UT Dallas’ fund-raising push to achieve Tier One status has netted $15.2 million in matching funds, the University’s share of money that lawmakers have set aside for the Texas Research Incentive Program (TRIP).

The University qualified for the funds after raising $16.9 million in private gifts in a competition with six other emerging research institutions aspiring to elite status.  The total was second only to the $24 million raised by Texas Tech University.

Under the Tier One law signed last summer, the TRIP fund provides matching dollars for donations specifically given for research purposes, including endowed chairs, professorships, graduate student fellowships or facilities. 

The greatest portion of the  $16.9 million in support for UT Dallas – almost $13 million – was in gifts of $100,000 and above from about a dozen donors. The remaining funds were raised through smaller gifts from a larger group of participants.

School of Management donor David L. Holmberg (right) confers with Dr. Aaron Conley, the University’s vice president of development and alumni relations. Holmberg was a 2009 recipient of the UT Dallas Distinguished Alumni Award.
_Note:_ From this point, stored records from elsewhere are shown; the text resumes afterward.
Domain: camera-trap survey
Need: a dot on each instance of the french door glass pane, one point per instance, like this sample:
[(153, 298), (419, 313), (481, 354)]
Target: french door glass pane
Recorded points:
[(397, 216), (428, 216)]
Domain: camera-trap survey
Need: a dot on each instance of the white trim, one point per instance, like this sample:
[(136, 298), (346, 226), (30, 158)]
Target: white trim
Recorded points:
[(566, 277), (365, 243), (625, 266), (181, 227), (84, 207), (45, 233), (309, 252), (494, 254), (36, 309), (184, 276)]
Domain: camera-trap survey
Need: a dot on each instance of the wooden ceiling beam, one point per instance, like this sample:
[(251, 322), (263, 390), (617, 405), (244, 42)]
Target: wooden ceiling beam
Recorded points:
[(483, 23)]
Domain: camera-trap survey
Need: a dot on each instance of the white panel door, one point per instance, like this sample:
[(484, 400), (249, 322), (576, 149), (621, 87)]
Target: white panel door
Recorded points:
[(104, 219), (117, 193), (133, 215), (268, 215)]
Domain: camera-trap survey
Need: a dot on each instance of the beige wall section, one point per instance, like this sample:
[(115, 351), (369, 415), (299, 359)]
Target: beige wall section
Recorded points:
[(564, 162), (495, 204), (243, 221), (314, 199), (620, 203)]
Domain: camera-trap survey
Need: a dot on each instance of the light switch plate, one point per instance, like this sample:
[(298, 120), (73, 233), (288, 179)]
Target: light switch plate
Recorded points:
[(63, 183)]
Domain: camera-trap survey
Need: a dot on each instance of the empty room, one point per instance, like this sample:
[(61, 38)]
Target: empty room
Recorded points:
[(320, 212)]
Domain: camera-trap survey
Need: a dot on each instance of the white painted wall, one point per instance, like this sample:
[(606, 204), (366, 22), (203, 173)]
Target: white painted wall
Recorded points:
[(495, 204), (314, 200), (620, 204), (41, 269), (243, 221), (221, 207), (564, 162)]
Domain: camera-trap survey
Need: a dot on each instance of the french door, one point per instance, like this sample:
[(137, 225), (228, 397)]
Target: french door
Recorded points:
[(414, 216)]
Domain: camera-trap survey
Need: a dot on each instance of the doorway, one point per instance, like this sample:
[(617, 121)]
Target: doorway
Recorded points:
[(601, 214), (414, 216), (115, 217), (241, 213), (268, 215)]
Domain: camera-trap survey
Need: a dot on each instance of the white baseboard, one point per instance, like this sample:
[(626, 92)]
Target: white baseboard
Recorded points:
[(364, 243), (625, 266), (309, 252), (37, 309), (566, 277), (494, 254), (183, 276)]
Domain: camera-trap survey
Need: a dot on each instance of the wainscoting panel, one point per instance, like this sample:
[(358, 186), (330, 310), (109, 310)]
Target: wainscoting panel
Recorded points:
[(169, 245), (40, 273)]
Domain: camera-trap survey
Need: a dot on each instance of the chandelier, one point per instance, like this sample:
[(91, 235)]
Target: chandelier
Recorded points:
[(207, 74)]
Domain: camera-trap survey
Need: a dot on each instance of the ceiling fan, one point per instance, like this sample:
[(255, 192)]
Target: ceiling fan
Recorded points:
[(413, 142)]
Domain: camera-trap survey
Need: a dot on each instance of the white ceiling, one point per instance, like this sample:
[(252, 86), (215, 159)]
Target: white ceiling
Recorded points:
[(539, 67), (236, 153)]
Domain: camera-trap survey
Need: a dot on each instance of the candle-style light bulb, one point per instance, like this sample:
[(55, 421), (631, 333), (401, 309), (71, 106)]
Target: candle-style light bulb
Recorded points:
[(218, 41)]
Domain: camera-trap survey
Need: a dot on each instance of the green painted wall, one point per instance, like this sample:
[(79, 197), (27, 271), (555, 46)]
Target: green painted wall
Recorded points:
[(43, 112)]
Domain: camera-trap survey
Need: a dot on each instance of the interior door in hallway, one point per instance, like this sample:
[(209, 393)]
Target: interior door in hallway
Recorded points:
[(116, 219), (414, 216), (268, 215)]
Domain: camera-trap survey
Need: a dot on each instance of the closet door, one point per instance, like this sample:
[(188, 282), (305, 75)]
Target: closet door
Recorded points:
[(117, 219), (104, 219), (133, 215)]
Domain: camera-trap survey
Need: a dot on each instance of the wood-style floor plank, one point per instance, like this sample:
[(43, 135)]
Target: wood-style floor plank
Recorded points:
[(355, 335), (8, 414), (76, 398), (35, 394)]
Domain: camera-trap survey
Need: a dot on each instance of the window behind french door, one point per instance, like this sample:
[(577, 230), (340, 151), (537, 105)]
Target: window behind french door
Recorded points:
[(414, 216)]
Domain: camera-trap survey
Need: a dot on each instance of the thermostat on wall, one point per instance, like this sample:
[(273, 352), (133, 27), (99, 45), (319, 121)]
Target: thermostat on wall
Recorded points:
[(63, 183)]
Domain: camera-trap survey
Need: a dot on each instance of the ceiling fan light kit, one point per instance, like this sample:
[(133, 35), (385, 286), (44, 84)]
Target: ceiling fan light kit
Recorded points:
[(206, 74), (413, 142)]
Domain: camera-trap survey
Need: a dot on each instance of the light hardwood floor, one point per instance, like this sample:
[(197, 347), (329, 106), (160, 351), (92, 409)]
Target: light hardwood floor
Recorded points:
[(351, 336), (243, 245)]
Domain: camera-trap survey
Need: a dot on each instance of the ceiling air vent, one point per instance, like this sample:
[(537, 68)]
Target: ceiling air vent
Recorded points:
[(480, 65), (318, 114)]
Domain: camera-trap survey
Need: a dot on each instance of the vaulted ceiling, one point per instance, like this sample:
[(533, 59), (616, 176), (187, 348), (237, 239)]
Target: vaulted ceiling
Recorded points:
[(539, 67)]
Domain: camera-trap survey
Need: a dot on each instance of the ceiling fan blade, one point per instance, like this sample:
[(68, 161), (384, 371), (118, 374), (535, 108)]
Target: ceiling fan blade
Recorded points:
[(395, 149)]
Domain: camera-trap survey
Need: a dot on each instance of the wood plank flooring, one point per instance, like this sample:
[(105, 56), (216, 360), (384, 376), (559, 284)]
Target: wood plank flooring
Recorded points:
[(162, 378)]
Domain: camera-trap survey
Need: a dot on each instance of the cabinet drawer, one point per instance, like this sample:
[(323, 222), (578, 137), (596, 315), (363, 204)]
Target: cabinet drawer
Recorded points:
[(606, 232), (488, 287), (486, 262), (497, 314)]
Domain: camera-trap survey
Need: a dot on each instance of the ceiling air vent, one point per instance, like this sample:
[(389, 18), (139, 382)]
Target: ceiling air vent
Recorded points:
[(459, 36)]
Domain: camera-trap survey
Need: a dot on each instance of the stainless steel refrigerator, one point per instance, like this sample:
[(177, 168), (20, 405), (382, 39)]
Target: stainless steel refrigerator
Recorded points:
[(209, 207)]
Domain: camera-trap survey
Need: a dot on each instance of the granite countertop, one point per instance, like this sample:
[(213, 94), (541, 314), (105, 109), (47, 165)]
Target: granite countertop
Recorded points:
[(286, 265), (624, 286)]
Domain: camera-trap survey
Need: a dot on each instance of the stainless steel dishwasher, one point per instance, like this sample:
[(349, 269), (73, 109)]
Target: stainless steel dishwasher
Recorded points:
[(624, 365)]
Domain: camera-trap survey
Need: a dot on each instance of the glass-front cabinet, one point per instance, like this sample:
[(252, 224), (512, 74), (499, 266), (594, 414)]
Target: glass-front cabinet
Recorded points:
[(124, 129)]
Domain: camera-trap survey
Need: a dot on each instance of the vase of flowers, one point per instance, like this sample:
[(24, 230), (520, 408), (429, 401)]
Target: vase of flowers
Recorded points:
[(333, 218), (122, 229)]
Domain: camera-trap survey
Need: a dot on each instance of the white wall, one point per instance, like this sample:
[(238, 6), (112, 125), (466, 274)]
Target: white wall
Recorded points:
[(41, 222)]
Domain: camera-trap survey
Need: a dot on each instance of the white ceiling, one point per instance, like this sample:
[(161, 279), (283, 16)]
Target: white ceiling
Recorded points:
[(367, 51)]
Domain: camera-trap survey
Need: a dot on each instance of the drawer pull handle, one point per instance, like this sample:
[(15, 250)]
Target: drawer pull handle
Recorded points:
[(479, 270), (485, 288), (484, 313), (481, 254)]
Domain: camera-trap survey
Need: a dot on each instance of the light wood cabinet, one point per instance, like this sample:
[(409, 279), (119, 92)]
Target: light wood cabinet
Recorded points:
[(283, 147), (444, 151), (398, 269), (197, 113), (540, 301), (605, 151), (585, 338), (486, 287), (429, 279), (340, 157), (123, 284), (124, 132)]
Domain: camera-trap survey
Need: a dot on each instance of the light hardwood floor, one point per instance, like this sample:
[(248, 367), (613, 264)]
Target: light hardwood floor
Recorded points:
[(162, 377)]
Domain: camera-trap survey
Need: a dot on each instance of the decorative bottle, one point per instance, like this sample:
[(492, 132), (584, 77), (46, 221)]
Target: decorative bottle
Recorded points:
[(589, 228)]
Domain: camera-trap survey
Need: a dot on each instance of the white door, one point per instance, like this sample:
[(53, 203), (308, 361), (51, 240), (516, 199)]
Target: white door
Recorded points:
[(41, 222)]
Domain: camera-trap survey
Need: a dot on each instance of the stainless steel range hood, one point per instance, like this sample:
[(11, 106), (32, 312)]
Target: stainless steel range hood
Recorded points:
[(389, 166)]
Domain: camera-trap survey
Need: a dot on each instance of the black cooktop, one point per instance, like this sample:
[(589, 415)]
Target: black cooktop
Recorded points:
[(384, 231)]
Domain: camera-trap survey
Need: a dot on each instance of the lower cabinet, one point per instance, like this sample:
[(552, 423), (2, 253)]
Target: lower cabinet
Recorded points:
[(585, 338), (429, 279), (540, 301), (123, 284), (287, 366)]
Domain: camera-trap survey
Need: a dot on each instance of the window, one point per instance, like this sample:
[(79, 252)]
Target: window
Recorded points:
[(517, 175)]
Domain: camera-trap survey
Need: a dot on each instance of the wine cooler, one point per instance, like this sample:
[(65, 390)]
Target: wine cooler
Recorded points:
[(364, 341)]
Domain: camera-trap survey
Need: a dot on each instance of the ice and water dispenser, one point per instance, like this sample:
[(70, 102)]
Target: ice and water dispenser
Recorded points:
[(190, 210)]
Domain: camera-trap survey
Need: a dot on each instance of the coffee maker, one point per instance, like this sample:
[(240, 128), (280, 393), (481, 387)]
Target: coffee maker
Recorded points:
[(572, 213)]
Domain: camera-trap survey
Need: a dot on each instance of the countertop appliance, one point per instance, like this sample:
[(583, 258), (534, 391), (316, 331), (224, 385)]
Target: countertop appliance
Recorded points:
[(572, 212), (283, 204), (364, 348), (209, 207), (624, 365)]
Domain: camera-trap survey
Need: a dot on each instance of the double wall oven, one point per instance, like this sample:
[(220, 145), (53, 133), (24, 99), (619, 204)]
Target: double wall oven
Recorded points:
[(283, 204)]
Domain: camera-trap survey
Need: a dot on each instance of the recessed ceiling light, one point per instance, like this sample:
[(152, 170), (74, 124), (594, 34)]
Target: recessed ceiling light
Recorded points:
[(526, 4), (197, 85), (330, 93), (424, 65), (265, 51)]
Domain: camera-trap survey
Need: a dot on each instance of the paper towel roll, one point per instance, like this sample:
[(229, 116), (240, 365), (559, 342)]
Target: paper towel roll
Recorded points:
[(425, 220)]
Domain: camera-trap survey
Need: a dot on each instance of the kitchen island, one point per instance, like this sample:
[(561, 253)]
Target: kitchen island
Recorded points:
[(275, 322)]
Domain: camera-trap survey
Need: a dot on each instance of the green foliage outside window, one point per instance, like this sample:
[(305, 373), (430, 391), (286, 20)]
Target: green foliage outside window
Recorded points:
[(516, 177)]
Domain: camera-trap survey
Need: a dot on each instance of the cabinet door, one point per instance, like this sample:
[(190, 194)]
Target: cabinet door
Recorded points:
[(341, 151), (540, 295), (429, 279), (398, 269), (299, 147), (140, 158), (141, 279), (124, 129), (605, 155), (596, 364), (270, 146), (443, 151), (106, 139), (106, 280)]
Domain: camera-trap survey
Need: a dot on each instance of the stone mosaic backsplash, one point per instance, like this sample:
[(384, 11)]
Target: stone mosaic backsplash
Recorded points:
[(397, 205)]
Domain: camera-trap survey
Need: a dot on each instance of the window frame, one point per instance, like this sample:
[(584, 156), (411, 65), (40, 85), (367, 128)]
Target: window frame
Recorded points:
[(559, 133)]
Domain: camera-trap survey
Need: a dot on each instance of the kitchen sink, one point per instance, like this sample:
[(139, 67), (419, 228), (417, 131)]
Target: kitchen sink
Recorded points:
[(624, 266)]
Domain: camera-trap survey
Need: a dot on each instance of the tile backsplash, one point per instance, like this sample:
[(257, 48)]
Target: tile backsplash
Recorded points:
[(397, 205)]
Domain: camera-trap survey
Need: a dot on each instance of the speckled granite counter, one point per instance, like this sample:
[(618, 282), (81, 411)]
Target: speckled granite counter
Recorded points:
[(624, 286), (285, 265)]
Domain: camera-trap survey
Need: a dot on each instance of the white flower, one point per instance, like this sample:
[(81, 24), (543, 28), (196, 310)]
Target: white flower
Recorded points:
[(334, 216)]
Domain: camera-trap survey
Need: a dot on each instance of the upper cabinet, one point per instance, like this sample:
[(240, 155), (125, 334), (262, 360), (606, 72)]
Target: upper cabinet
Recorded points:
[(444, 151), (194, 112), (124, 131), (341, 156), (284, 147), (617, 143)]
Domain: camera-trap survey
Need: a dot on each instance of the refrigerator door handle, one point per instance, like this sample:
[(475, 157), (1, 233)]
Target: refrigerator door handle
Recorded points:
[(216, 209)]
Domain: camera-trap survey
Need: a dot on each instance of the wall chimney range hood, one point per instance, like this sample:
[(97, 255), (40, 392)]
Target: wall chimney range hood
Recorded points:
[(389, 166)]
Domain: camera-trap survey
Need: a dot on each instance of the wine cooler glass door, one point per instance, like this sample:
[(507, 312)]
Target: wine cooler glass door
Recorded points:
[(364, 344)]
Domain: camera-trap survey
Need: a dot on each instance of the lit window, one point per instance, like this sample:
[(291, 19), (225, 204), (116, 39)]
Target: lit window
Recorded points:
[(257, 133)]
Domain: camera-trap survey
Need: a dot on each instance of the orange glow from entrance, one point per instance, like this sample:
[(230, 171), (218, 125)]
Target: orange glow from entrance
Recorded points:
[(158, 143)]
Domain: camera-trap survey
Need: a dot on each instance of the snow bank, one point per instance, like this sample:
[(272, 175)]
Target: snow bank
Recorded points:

David L. Holmberg was one of 13 donors who collectively gave $116,500 so it could be matched with $58,250 for a professorship in the School of Management. “I was very fortunate to go through the MBA program in 2000, which was at the height of the dot-com phase and there was extraordinary change going on,” said Holmberg, CEO and chairman of the board of Eye Care Centers of America in San Antonio. “One of the reasons I went back to school was so that I would be prepared to deal with those changes. When I was asked to help with this, I wanted to do what I could to make sure people have the skill sets they need to succeed in the business world.”

Hoping to affect the world around him, Edward Ackerman gave $200,000 toward “teaching history that is being forgotten,” in the UT Dallas Ackerman Center for Holocaust Studies. “There are a lot of lessons to be learned from this period in our history. To me, it reminds Americans what a great country we live in.” His gift netted $100,000 in TRIP matching funds.

Gifts from nearly 60 donors to the Center for BrainHealth were bundled into a $4 million chunk that was matched dollar-for-dollar.

“With these added research dollars, BrainHealth scientists will be able to make advances in some of the most urgent brain concerns facing our nation,” said Dr. Sandra Chapman, the center’s founder and chief director.

The complete list of donors to UT Dallas is as follows.

UT Dallas donors at the $1 million level or higher:

Contributors of other gifts included in the total are:

  • Charles and Nancy Davidson, UT Dallas alumni from Houston, $250,000 to support the Davidson Professorships in the SOM.
  • UT Dallas Behavioral and Brain Sciences Professor Aage Moller and his wife, Margareta, $100,000 for  a professorship in Behavioral and Brain Sciences. This is his second such gift to support a professorship and part of a long record of giving to the University.
  • Communities Foundation of Texas, two gifts, $100,000 for a graduate fellowship in the Jonsson School and $116,500 for a professorship in the SOM.
  • The Dallas Foundation, $100,000, to support research in the School of Economic, Policy and Political Sciences.
  • The Philip Jonsson Foundation, $100,000 in support of the Jonsson Family Graduate Fellowship in Bioengineering in the Jonsson School.
  • Lockheed Martin, $120,000, for research support in the Jonsson School.
  • Southwestern Medical Foundation, $257,500 in research support to the Callier Center for Communication Disorders in the School of Behavioral and Brain Sciences.
  • Russell Cleveland, $100,000 for a professorship in guitar studies in the School of Arts and Humanities.